Crawling and Working with the Firecrawl Service
Crawling is used to build a large database from information found on a particular website. A typical example is collecting documentation. For instance, you can take the n8n website and parse information about integrations from it. You can narrow the search to retrieve only information related to integrations via built-in nodes, i.e., pages located at the builtin address.
The Firecrawl service is used for this task, which provides a certain number of free credits (500 credits for free requests). The Playground section of the service offers the Scrape (equivalent to the extraction command), Search, and Map commands. The URL of the desired page is specified as the source data.

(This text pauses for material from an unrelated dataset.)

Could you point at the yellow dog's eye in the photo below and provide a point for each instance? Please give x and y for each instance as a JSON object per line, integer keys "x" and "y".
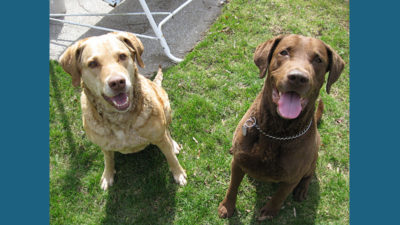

Next, several important parameters are configured. The first main parameter is `limit`, which determines the maximum number of results to return. There is also the `maxDepth` parameter—the maximum depth of link traversal. Crawling is based on two parameters: breadth and depth. Breadth means that there is a certain number of links on the current page. The greater the breadth, the more links will be visited on the current page, and information will be collected from them. Depth means that within the links visible on a specific page, there may be other links. The greater the depth, the more links within other links will be automatically clicked through to gather information from them. For example, within the “node types” section, there is a deep dive: when you click on a node, you can find additional links and navigate deeper until the links run out.
There are excludePaths and includePaths parameters that allow you to limit the breadth and depth of crawling by filtering the volume of information collected. In excludePaths, you should specify all paths as regular expressions that should not be traversed or have data collected from them. Using includePaths, you can specify only those paths that must be visited. To collect information only on built-in nodes, you need to specify the builtin path and pass it as a parameter in the form of a regular expression. This regular expression will allow you to visit only those pages whose URLs contain this path.
As a result of the crawl, the link from which the text was obtained and the content of that link itself are returned in Markdown format. When viewing the results in JSON format, you can verify that all retrieved URLs correspond directly to those links that include the builtin path. In other words, all information is collected exclusively from built-in nodes. This information can then be loaded into a database and used with RAG technology to answer questions about the system.
To programmatically connect to the Firecrawl service, use the API Keys tab. There, you create an API key that can be used similarly to keys from other data extraction services. In Playground mode, there is also a “Get Code” button where you can copy the cURL request and paste it into the HTTP Request node to execute the desired request.
The Firecrawl and Tavily services are interchangeable but differ in certain settings and parameters depending on the tasks at hand. For example, in Firecrawl’s Search mode, you cannot specify a list of specific domains from which to retrieve results, whereas Tavily includes an `include_domains` parameter in its additional fields.
There are three main operations for automatically retrieving data from the internet and transferring it to the agent: the Search operation, the Extract/Scrape operation (extracting information from a specific link), and the Crawl operation (extracting information not only from a single link but from all links on the page). The latter operation allows you to conveniently, quickly, and automatically populate the necessary databases.